Dikelas tersebut Jabal tidak termasuk anak yang menonjol prestasinya tidak juga anak yang bodoh, akan tetapi dari segi budi pekerti dialah yang paling menonjol, sopan santun, selalu mengalah, suka membantu guru dan teman-temannya dalam hal apapun, ia banyak teman karena kerendahan hati dan cara bergaulnya. Pada suatu saat ia pulang dari sekolah dipinggiran jalanan yang sering dilewati ia menemukan sebuah sarang burung kutilang yang terjatuh dari pohonan dan didalam sarang tersebut terdapat dua ekor anak burung yang masih piyik (kecil) menciap-ciap kelaparan. Sesaat Jabal merasa bingung akan diapakan sarang burung tersebut, ia sendiri merasa amat kasihan kepada anak burungnya lalu ia menengok kekanan kekiri mencari seseorang yang bisa diajak bicara namun keadaan disekelilingnya sepi, lalu sarang burung tersebut dibawanyalah pulang kerumah, tanpa disadari kedua induk anak burung tersebut terbang dan hinggap dari pohon satu ke pohon lainnya mengikuti kemana arah Jabal berjalan membawa sarangnya.

Mendekati rumahnya, banyak teman-teman dan orang-orang tua tetangga Jabal yang menanyakan ;

“Hai Jabal apa yang kau bawa itu” ? Tanya Amrin

“sarang burung” jawab Jabal

“ada isinya nggak” ?

“ada dong, tapi warnanya masih merah anak burungnya masih kecil-sekali sih”

“Memang mau kamu pelihara dimana” ? tanya pak Dipo

“sini biar bapak saja yang pelihara”.

Sejenak Jabal ragu-ragu dikasih nggak dikasih nggak, lalu ia berjalan kearah pak Dipo, pak Dipo pun lalu mendekakti dan melihat isinya “wah masih kecil sekali, bagaimana kasih makannya, nggak ah… Bal bapak nggak mau pelihara kasihan masih sangat kecil sih”.
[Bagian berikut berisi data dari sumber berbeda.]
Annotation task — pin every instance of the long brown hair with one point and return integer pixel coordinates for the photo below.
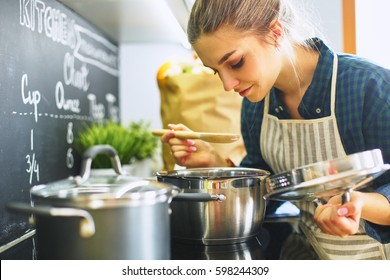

“Terus gimana dong pak” aku juga bingung mau digimanain sarang ini” Tanya Jabal setengah putus asa. Waktu sudah menunjukkan jam satu siang ia teringat emak dan adiknya yang sedang menunggu di rumah. Lalu pak Dipo bilang “eh Bal bukan disamping rumah kamu itu ada pohon, taruh aja sarang itu diatas pohon siapa tahu induknya nyariin”, seru pak Dipo sambil masuk kerumahnya.

Ia juga ya… pikir Jabal.

Jabalpun lalu bergegas pulang kerumah tanpa memperdulikan sengatan panasnya matahari. Sesampai dirumah ditaruhnya sarang itu diatas rak buku dan ia segera ganti baju sekolah dengan kaos mainnya, emaknya mendekati dan bertanya ;

“apa itu bal “?

“sarang burung mak, kasihan anaknya masih kecil-kecil”

“mau kamu pelihara” ? Tanya emaknya lagi.

“nggak mak, mau ditaruh di atas pohon samping rumah”

“ya udah…. kamu makan dan istirahat dulu baru naruh sarang burungnya” sela emak.

“Kasihan anak burungnya mak, aku mau manjat sebentar siapa tahu induknya lagi nyariin anaknya” Jawab Jabal.

“Ya terserah kamu saja, tapi hati-hati ya manjatnya nggak usah tinggi-tinggi, emak takut kamu nanti jatuh”.

“iya mak”, jawab Jabal.

“Tapi kalau ditaruhnya di cabang yang rendah nanti takut dimakan kucing” Tanya Jabal. Dalam hatipun emak membenarkan ucapan anaknya.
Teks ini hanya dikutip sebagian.